Nach jeder Phase gibt es intensive Feedbacks zwischen
Cudos, den Unternehmen und den jungen Menschen. Diese fliessen in die Weiterentwicklung des Programms ein. «Die Juniors verfassen teilweise Onboarding-Seiten für ihre Nachfolger. So werden sie schneller produktiv.»
Am Ende geht es für viele Partner um die so gewonnene Sichtbarkeit. «Software-Entwicklung findet überall statt – auch bei Unternehmen, deren Kerngeschäft nichts mit Software zu tun hat.

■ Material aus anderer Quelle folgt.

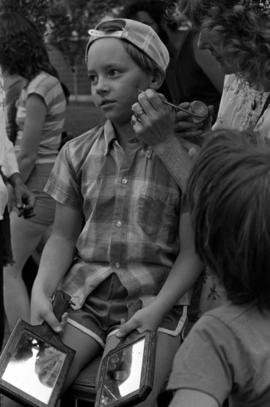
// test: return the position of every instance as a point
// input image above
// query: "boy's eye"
(92, 79)
(113, 72)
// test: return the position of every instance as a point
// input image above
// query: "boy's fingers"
(126, 328)
(51, 320)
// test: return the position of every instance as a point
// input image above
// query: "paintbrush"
(179, 108)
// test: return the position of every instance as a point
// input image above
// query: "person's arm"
(24, 198)
(56, 258)
(156, 128)
(181, 278)
(36, 111)
(192, 398)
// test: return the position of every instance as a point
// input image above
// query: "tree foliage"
(37, 11)
(70, 22)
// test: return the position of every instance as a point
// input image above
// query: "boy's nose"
(101, 86)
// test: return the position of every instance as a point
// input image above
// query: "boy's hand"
(24, 199)
(152, 120)
(146, 319)
(42, 310)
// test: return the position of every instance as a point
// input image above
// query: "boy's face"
(114, 79)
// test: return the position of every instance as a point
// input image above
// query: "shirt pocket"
(158, 213)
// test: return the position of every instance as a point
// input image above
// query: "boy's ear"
(157, 79)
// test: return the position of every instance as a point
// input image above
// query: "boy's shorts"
(107, 305)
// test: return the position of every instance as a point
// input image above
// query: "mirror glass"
(34, 367)
(123, 373)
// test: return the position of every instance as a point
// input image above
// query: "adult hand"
(152, 120)
(42, 310)
(24, 199)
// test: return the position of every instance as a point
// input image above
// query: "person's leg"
(86, 349)
(25, 236)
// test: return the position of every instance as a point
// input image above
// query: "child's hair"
(229, 194)
(243, 34)
(155, 8)
(141, 59)
(22, 49)
(147, 64)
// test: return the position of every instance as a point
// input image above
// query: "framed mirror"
(127, 372)
(33, 365)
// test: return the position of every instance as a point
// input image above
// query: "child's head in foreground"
(229, 195)
(122, 57)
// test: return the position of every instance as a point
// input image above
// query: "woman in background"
(40, 117)
(9, 172)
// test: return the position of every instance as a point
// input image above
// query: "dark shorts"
(108, 304)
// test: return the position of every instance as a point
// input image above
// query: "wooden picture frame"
(127, 372)
(33, 365)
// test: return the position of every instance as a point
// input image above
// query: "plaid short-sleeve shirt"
(131, 207)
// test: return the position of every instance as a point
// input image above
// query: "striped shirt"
(131, 207)
(50, 90)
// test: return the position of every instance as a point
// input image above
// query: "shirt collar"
(110, 136)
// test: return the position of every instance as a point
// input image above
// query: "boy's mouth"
(106, 103)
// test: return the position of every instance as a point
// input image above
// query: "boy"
(227, 352)
(119, 206)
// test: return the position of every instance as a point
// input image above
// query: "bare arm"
(192, 398)
(35, 117)
(55, 260)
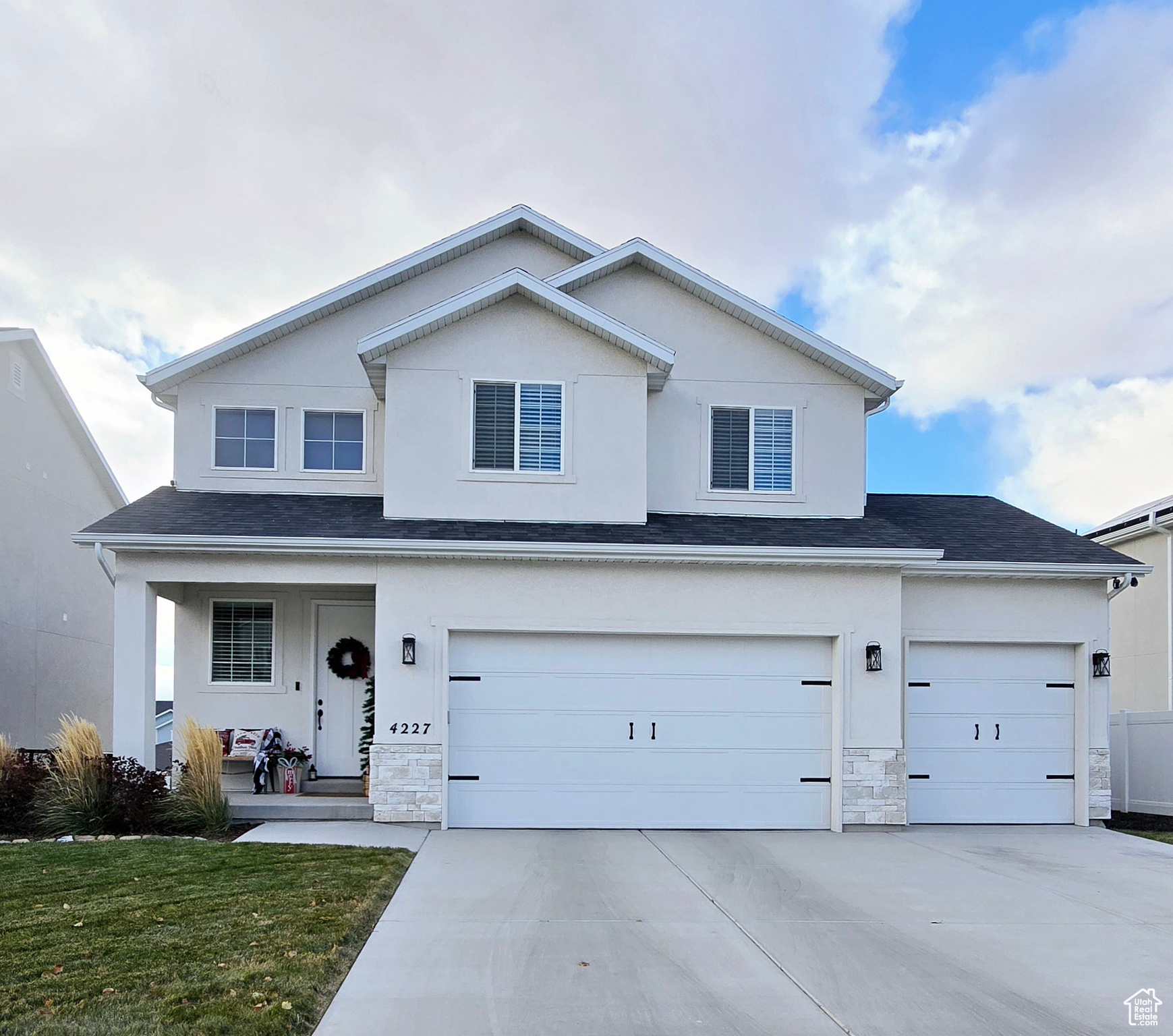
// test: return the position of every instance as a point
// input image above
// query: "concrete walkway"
(929, 931)
(338, 832)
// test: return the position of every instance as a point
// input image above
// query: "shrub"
(20, 776)
(198, 803)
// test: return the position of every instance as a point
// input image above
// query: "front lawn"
(182, 937)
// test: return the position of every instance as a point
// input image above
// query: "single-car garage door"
(990, 734)
(575, 730)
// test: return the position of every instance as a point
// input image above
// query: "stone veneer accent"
(876, 786)
(406, 782)
(1099, 785)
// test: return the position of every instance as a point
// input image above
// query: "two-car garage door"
(990, 734)
(576, 730)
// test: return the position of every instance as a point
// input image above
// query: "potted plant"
(290, 764)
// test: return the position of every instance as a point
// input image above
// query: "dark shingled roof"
(967, 528)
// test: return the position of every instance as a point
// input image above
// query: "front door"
(338, 707)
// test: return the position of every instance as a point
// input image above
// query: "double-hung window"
(517, 426)
(242, 642)
(333, 441)
(246, 438)
(752, 450)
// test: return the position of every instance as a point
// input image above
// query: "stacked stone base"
(406, 783)
(876, 786)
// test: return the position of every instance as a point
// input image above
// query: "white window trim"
(277, 436)
(333, 409)
(517, 471)
(273, 669)
(751, 490)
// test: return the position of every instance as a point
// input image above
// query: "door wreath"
(358, 668)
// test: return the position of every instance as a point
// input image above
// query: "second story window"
(333, 441)
(246, 438)
(752, 447)
(517, 426)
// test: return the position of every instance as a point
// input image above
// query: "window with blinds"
(517, 426)
(752, 447)
(242, 642)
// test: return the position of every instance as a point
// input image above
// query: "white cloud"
(1028, 260)
(185, 169)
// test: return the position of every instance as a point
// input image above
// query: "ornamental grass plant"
(198, 801)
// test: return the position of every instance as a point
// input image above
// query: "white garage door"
(550, 730)
(990, 734)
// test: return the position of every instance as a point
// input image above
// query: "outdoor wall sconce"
(871, 654)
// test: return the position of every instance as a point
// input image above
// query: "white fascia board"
(731, 301)
(1025, 571)
(830, 556)
(515, 282)
(519, 217)
(69, 412)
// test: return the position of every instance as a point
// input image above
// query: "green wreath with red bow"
(358, 668)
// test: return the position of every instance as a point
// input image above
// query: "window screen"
(493, 425)
(333, 441)
(246, 438)
(773, 450)
(731, 449)
(540, 436)
(243, 642)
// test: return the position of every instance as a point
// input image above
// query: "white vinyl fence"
(1143, 763)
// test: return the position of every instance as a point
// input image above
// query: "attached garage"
(581, 730)
(990, 734)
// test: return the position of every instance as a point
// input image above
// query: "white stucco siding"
(430, 599)
(318, 368)
(1050, 612)
(283, 704)
(719, 360)
(428, 434)
(57, 627)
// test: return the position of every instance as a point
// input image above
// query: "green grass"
(1155, 836)
(192, 937)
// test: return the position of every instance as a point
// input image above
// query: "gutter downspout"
(103, 563)
(1168, 606)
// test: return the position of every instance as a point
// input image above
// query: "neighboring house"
(57, 606)
(603, 522)
(163, 717)
(1143, 618)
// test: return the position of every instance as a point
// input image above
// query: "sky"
(973, 195)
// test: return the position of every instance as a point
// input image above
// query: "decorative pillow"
(246, 742)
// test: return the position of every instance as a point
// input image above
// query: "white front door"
(338, 708)
(990, 734)
(576, 730)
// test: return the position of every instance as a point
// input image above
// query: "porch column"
(134, 669)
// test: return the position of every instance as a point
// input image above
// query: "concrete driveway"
(929, 931)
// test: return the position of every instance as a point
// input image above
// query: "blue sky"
(948, 54)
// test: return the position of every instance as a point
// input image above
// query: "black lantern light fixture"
(873, 656)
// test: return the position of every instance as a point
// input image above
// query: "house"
(57, 607)
(602, 523)
(1143, 620)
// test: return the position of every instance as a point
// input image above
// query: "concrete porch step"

Aber gerade diese werden von Kandidaten selten wahrgenommen.» Hier füllt Cudos Trail eine wichtige Lücke.
Kein Wunder, dass sich das Programm bereits in weiteren Branchen etabliert hat: «Unsere Partner machen Versicherungslösungen, Medizintechnik oder Energieprodukte.» Rachel Blaser schaut positiv in die Zukunft: «Aktuell wollen wir uns weiter diversifizieren, um noch mehr Branchen abzudecken und vor allem das Netzwerk zu vergrössern.» Ob sie denkt, dass KI Entwickler in Zukunft überflüssig macht? «Vielleicht für einfachere Tätigkeiten. Wir setzen aber auf hochqualifizierte Mitarbeiter, die durch KI-Tools produktiver werden. Die wird es am Cutting Edge auch in Zukunft in der Schweiz brauchen.»